Aromantisch beschreibt Menschen, die keine oder nur sehr wenig romantische Anziehung gegenüber anderen empfinden. Der Begriff bezieht sich auf romantische Gefühle und ist unabhängig von der sexuellen Orientierung zu betrachten: Aromantische Menschen können sexuelle Anziehung erleben, müssen es aber nicht – beides variiert unabhängig voneinander.
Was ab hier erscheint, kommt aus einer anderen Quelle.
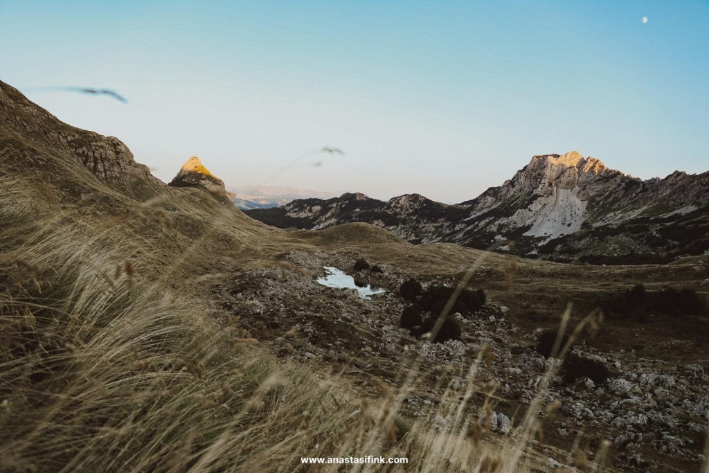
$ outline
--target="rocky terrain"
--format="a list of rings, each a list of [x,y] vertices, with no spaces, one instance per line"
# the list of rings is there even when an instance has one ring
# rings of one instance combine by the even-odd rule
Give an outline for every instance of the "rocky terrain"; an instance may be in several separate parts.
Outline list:
[[[286,205],[296,199],[332,199],[332,192],[281,186],[232,186],[227,189],[231,201],[241,210],[270,208]]]
[[[354,194],[249,215],[279,228],[366,222],[414,243],[482,249],[512,240],[528,257],[634,264],[709,251],[708,206],[709,172],[642,181],[572,151],[535,156],[502,186],[454,206],[418,194],[383,202]]]
[[[588,338],[577,343],[574,352],[606,367],[608,379],[594,382],[580,377],[569,382],[557,372],[548,389],[540,391],[545,374],[560,363],[535,350],[542,328],[530,331],[523,313],[488,304],[472,316],[454,314],[462,328],[459,340],[420,345],[399,326],[406,303],[396,289],[416,274],[387,264],[378,265],[382,273],[356,272],[354,262],[362,256],[357,250],[287,252],[280,255],[280,265],[237,271],[213,288],[214,313],[223,323],[234,317],[244,320],[250,336],[263,340],[279,356],[327,366],[373,396],[380,382],[401,387],[406,382],[403,367],[423,360],[425,382],[407,398],[404,411],[435,428],[447,428],[440,415],[442,399],[447,391],[465,384],[465,360],[489,348],[491,365],[478,380],[478,396],[483,402],[484,386],[496,386],[492,431],[508,434],[542,396],[547,407],[536,408],[543,419],[545,442],[554,445],[542,447],[557,458],[550,460],[552,467],[564,464],[556,449],[570,450],[578,445],[588,449],[591,459],[604,440],[612,443],[616,465],[623,469],[695,471],[704,461],[709,379],[701,365],[645,357],[640,345],[607,350]],[[314,279],[326,265],[391,290],[370,301],[353,289],[320,286]],[[437,276],[427,284],[442,282],[454,279]],[[612,331],[613,325],[602,330]],[[671,351],[688,343],[692,344],[671,338],[662,346]],[[706,352],[697,355],[705,357]],[[549,406],[557,408],[549,411]],[[486,416],[481,414],[483,425]]]
[[[479,440],[496,446],[519,441],[516,439],[521,437],[515,434],[523,430],[523,420],[530,413],[540,420],[542,430],[530,440],[526,452],[541,456],[545,462],[542,471],[584,471],[589,462],[605,451],[610,458],[607,471],[696,472],[700,471],[705,460],[703,455],[709,421],[709,383],[705,374],[709,369],[706,343],[709,318],[658,312],[650,313],[647,319],[610,313],[603,318],[596,309],[599,301],[608,294],[622,294],[638,283],[656,291],[667,286],[690,289],[705,301],[709,289],[707,257],[698,254],[665,265],[606,267],[522,258],[511,251],[491,253],[441,243],[448,240],[444,235],[465,234],[459,223],[471,221],[477,222],[484,231],[491,232],[489,229],[494,227],[493,239],[498,235],[505,238],[503,228],[523,226],[515,227],[515,231],[524,230],[533,234],[519,236],[519,241],[525,241],[523,237],[528,238],[527,241],[533,243],[539,252],[553,243],[559,246],[562,256],[567,247],[564,245],[571,248],[586,242],[592,246],[596,238],[593,235],[600,235],[593,232],[601,230],[622,230],[623,238],[631,241],[635,238],[628,230],[632,226],[640,226],[635,229],[637,238],[648,237],[641,233],[643,228],[645,231],[657,228],[660,235],[672,228],[686,233],[693,228],[704,228],[700,216],[703,215],[701,206],[706,204],[706,194],[702,190],[705,174],[673,174],[674,177],[642,182],[607,169],[590,158],[573,155],[536,157],[502,187],[489,189],[478,199],[458,206],[445,206],[416,195],[386,203],[362,194],[345,194],[319,204],[317,199],[296,201],[281,209],[294,213],[288,218],[304,222],[316,218],[323,230],[286,232],[246,217],[225,199],[220,179],[196,157],[183,166],[172,186],[166,185],[136,163],[116,138],[62,123],[2,82],[0,116],[3,118],[0,149],[8,153],[3,157],[12,153],[12,160],[2,168],[3,177],[9,176],[13,183],[11,187],[3,188],[0,196],[5,199],[21,188],[24,206],[35,216],[50,218],[54,223],[66,226],[74,232],[72,240],[96,239],[91,230],[108,233],[105,229],[111,228],[107,245],[115,247],[118,259],[107,261],[112,269],[116,261],[121,263],[116,274],[123,278],[125,273],[128,278],[128,295],[130,296],[132,284],[141,279],[166,291],[162,299],[150,301],[149,311],[172,304],[168,291],[178,299],[194,297],[199,304],[189,306],[190,316],[194,307],[208,307],[210,326],[233,335],[230,340],[233,339],[233,344],[255,345],[284,365],[294,363],[330,380],[363,404],[374,404],[391,391],[400,393],[404,401],[398,414],[405,422],[423,425],[425,431],[459,435],[466,442]],[[698,184],[683,189],[688,182]],[[569,186],[573,186],[570,190]],[[520,210],[519,205],[506,206],[512,206],[519,195],[531,199],[530,207]],[[643,200],[644,195],[647,199]],[[549,203],[550,196],[557,204]],[[657,199],[652,200],[649,196]],[[593,208],[601,208],[594,199],[607,199],[608,208],[615,210],[594,213]],[[17,201],[7,201],[18,206]],[[662,207],[664,203],[669,203],[668,206]],[[687,203],[696,209],[683,214],[667,210]],[[329,206],[317,208],[320,205]],[[638,206],[641,205],[642,208]],[[4,211],[9,209],[13,210],[9,204],[3,207]],[[651,218],[645,213],[650,211],[648,209],[664,213]],[[474,218],[469,216],[480,212]],[[502,212],[497,227],[495,212]],[[445,221],[452,227],[441,227],[440,222],[436,223],[436,216],[441,214],[447,216]],[[363,221],[367,215],[378,216],[377,225],[337,221],[338,216],[346,215],[359,216]],[[542,215],[547,216],[548,221],[540,218]],[[393,216],[394,220],[386,220],[387,216]],[[517,216],[510,220],[513,216]],[[328,223],[331,218],[343,224]],[[579,219],[583,221],[580,224]],[[518,221],[521,223],[514,223]],[[396,222],[401,223],[401,228]],[[575,231],[562,234],[566,231],[564,225]],[[395,231],[380,227],[391,227]],[[442,228],[440,238],[430,236]],[[579,240],[584,235],[585,239]],[[685,238],[682,235],[674,236],[678,240],[671,240],[669,247],[666,244],[665,251],[674,259],[681,252],[672,248],[689,242],[691,237],[693,239],[688,245],[692,242],[703,244],[705,235],[696,238],[692,235],[685,240],[679,239]],[[549,235],[554,238],[549,240]],[[411,245],[405,240],[420,244]],[[613,237],[607,235],[604,242],[608,240],[613,240]],[[31,256],[32,241],[27,241],[23,240],[22,245],[30,249]],[[543,244],[539,246],[537,243]],[[613,247],[622,252],[621,246]],[[53,247],[50,250],[55,251]],[[186,260],[191,252],[197,257]],[[371,266],[357,269],[357,262],[362,260]],[[39,269],[31,261],[17,259],[14,253],[0,261],[11,263],[6,265],[4,271],[7,267],[16,272],[23,268],[28,271],[26,279],[28,286],[34,288],[32,291],[53,290],[51,280],[44,284],[37,279],[33,280]],[[47,264],[53,261],[50,258]],[[149,267],[146,261],[159,268],[155,274],[141,272]],[[95,281],[111,283],[98,298],[101,304],[111,301],[109,296],[115,291],[112,286],[116,284],[111,279],[113,272],[84,266],[89,268],[86,278],[91,284],[98,284]],[[357,281],[387,291],[364,299],[354,289],[321,286],[316,279],[324,274],[325,266],[337,267]],[[402,283],[414,278],[423,283],[424,289],[453,287],[471,267],[475,270],[468,286],[482,289],[486,301],[471,313],[451,315],[460,328],[459,336],[443,343],[428,343],[401,328],[402,312],[411,304],[402,296]],[[51,275],[53,268],[48,267],[45,272]],[[0,276],[6,277],[8,274],[6,271]],[[118,280],[118,276],[115,277]],[[581,333],[574,345],[571,352],[576,365],[564,367],[565,362],[540,353],[544,350],[540,344],[548,330],[558,328],[561,314],[566,310],[570,327],[582,323],[589,313],[595,315],[593,330]],[[67,318],[62,318],[63,314],[61,312],[62,316],[55,319],[45,318],[63,323]],[[4,316],[4,313],[0,315]],[[35,320],[23,317],[23,321],[29,321],[28,327],[36,325]],[[81,321],[69,318],[69,327]],[[119,320],[116,325],[130,324]],[[169,345],[164,343],[162,330],[155,343],[149,344],[151,350]],[[106,335],[109,332],[101,325],[84,331],[87,345],[94,343],[91,338],[94,335],[104,340],[110,338]],[[55,333],[55,325],[50,323],[42,336],[53,340]],[[52,357],[82,349],[67,341],[68,335],[62,337],[56,346],[43,345],[46,340],[38,338],[39,341],[12,345],[2,355],[34,357],[36,354],[41,361],[49,352],[45,347],[53,350]],[[4,338],[3,342],[9,339]],[[208,348],[212,353],[213,347]],[[213,348],[216,350],[216,345]],[[207,383],[201,377],[199,367],[182,360],[187,355],[167,356],[170,361],[164,362],[162,372],[169,372],[176,379],[177,375],[194,374],[200,386]],[[95,365],[90,358],[84,362]],[[138,360],[126,362],[130,369],[150,372]],[[170,367],[175,363],[177,368],[173,373]],[[205,370],[208,367],[208,362],[202,365]],[[233,371],[240,372],[243,367],[235,367]],[[135,371],[130,372],[131,377],[137,375]],[[40,376],[22,378],[25,384],[21,387],[27,388],[22,392],[31,391],[34,396],[45,389],[42,383],[46,382],[51,399],[60,398],[65,402],[65,399],[74,399],[76,389],[89,382],[82,379],[82,384],[72,387],[74,391],[68,391],[73,393],[71,396],[62,397],[63,394],[56,394],[55,386],[49,382],[51,374],[45,367]],[[219,381],[220,376],[214,384],[220,384],[219,396],[225,396],[228,386]],[[91,392],[103,396],[104,391],[96,389]],[[211,399],[211,394],[205,393],[196,391],[189,399]],[[469,419],[469,428],[461,430],[451,420],[452,409],[459,405],[461,396],[466,396],[470,397],[464,413]],[[20,401],[16,402],[20,404]],[[199,415],[181,418],[188,423],[201,422],[221,408],[218,404],[209,404],[205,410],[210,413],[208,416],[203,416],[201,410]],[[1,404],[2,415],[11,412],[10,405],[9,401]],[[40,407],[43,406],[35,406]],[[135,409],[138,413],[143,405]],[[121,409],[116,411],[122,413]],[[62,415],[65,410],[68,411],[65,407],[50,409]],[[89,412],[93,415],[93,411],[86,411],[87,416]],[[120,418],[124,417],[121,413]],[[234,425],[231,422],[230,428]],[[90,423],[84,418],[79,418],[82,428],[87,423]],[[133,423],[139,423],[128,425],[125,431]],[[182,423],[168,420],[167,423]],[[123,427],[108,423],[105,429],[116,436],[123,430]],[[13,433],[8,432],[4,430],[3,435],[6,435],[4,438],[15,441]],[[43,438],[51,437],[44,435]],[[31,435],[30,438],[37,440]],[[106,434],[106,438],[111,438]]]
Wie viele Identitäten innerhalb der queeren Community wird auch Aromantik als Spektrum verstanden. Manche aromantische Menschen empfinden nie romantische Anziehung, andere nur unter bestimmten Voraussetzungen, etwa nach einer engen emotionalen Bindung (demiromantisch) oder selten und schwach ausgeprägt (grauromantisch). Das Fehlen romantischer Anziehung bedeutet zudem nicht, dass aromantische Menschen keine engen Beziehungen führen möchten: Freundschaften, queerplatonische Partnerschaften oder familiäre Bindungen können für sie ebenso bedeutsam sein wie romantische Beziehungen für andere Menschen.
Der Begriff wird oft gemeinsam mit „asexuell“ genannt, weil beide Spektren gesellschaftlich verbreitete Annahmen über Anziehung infrage stellen. Sie bezeichnen jedoch unterschiedliche Dimensionen zwischenmenschlicher Anziehung und schließen sich nicht gegenseitig aus.